The device may be used in conjunction with negative pressure wound therapy. The device is intended for one-time use.

PELNAC® Meshed Bilayer Wound Matrix is a collagen-based wound matrix that consists of two layers: a porcine derived sponge layer and a silicone film layer. Slits are added to the silicone and collagen layers to aid in the drainage of exudate. When applied to full-thickness skin defects, PELNAC® provides a scaffold for cellular invasion and capillary growth. The device is offered in sheet form of various sizes and is provided terminally sterilized by ethylene oxide, is for single patient use, and can only be applied to a patient by a qualified doctor in a professional setting for the management of full-thickness skin defects as described in its product labeling.

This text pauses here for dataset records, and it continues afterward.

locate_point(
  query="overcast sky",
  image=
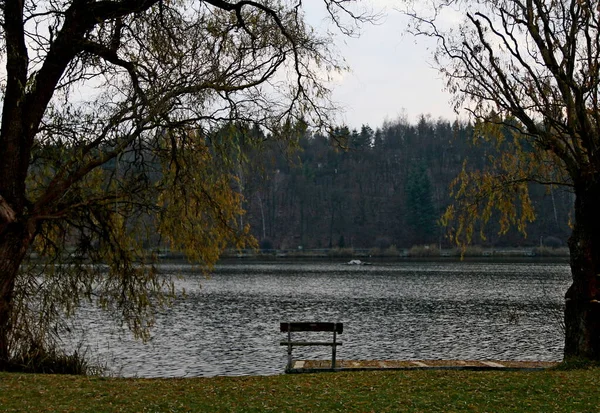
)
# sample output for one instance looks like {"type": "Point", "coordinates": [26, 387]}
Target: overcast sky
{"type": "Point", "coordinates": [391, 73]}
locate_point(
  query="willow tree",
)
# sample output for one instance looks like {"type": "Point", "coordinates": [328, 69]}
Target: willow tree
{"type": "Point", "coordinates": [107, 107]}
{"type": "Point", "coordinates": [533, 67]}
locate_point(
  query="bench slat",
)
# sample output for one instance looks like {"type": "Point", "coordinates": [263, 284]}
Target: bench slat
{"type": "Point", "coordinates": [309, 343]}
{"type": "Point", "coordinates": [309, 326]}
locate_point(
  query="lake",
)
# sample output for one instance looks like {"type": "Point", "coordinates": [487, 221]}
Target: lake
{"type": "Point", "coordinates": [229, 324]}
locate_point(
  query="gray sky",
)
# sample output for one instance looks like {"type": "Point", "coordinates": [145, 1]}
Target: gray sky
{"type": "Point", "coordinates": [391, 72]}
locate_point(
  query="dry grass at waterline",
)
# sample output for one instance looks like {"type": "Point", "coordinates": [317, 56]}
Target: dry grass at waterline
{"type": "Point", "coordinates": [405, 391]}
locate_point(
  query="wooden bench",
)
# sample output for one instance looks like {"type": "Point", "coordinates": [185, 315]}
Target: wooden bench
{"type": "Point", "coordinates": [289, 328]}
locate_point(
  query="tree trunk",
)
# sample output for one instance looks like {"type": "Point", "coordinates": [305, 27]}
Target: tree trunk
{"type": "Point", "coordinates": [582, 300]}
{"type": "Point", "coordinates": [14, 243]}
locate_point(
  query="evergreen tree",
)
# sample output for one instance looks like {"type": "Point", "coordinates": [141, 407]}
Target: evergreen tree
{"type": "Point", "coordinates": [420, 213]}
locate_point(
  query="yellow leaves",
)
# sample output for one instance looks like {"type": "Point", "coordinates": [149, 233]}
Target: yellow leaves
{"type": "Point", "coordinates": [199, 207]}
{"type": "Point", "coordinates": [501, 190]}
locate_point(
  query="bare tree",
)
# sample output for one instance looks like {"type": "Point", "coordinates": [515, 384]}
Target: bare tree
{"type": "Point", "coordinates": [106, 113]}
{"type": "Point", "coordinates": [531, 65]}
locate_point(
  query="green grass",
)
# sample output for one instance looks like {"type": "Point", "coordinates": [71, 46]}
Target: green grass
{"type": "Point", "coordinates": [403, 391]}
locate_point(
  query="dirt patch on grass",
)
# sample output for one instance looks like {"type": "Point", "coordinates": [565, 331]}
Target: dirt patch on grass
{"type": "Point", "coordinates": [383, 364]}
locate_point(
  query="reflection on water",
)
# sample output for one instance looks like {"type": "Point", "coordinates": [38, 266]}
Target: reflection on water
{"type": "Point", "coordinates": [229, 324]}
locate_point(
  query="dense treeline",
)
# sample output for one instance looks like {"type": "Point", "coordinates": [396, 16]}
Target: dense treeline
{"type": "Point", "coordinates": [375, 188]}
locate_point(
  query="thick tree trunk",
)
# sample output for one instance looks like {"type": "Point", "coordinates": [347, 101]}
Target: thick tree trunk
{"type": "Point", "coordinates": [14, 243]}
{"type": "Point", "coordinates": [582, 300]}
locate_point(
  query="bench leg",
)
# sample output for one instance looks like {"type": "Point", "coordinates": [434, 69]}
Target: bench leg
{"type": "Point", "coordinates": [333, 350]}
{"type": "Point", "coordinates": [290, 358]}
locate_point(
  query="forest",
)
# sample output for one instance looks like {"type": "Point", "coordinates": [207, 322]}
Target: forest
{"type": "Point", "coordinates": [374, 188]}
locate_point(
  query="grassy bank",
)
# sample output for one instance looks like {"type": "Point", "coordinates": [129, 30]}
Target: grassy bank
{"type": "Point", "coordinates": [410, 391]}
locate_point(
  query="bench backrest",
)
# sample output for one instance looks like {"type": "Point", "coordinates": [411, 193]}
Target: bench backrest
{"type": "Point", "coordinates": [308, 326]}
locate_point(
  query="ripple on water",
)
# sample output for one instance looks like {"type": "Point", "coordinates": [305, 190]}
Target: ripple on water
{"type": "Point", "coordinates": [229, 324]}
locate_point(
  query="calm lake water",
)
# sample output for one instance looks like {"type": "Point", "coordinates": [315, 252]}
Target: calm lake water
{"type": "Point", "coordinates": [229, 324]}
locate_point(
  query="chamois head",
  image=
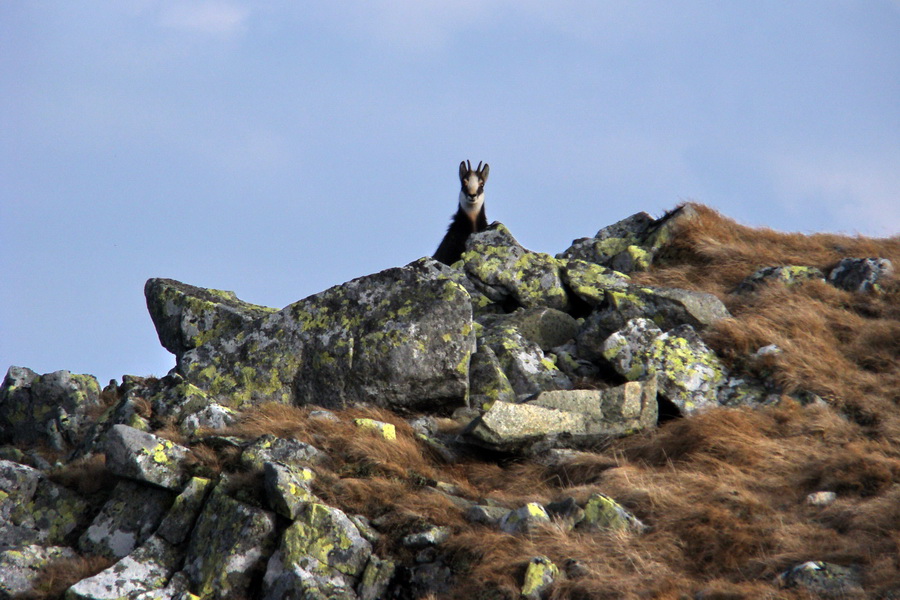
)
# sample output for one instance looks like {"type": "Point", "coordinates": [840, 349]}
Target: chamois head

The provided document is a 510(k) Premarket Notification for the PELNAC® Meshed Bilayer Wound Matrix. It demonstrates substantial equivalence to a predicate device, INTEGRA™ Meshed Bilayer Wound Matrix (K081635), and a reference device, PELNAC™ Bilayer Wound Matrix (K191992).

Here's an analysis of the acceptance criteria and the study proving the device meets them, based on the provided text:

1. A table of acceptance criteria and the reported device performance

The document does not explicitly present a "table of acceptance criteria" with "reported device performance" in the format typically seen with quantitative thresholds for diagnostic accuracy (e.g., sensitivity, specificity, AUC). Instead, it relies on comparative testing to the predicate device and established standards for safety and performance for medical devices.

The acceptance criteria are implicitly met by demonstrating conformance to recognized standards and by showing similar performance characteristics to the predicate and reference devices in non-clinical tests.

However, based on the Non-Clinical Performance Data section, we can infer the following performance characteristics and the fact that they were met:

2. Sample size used for the test set and the data provenance (e.g. country of origin of the data, retrospective or prospective)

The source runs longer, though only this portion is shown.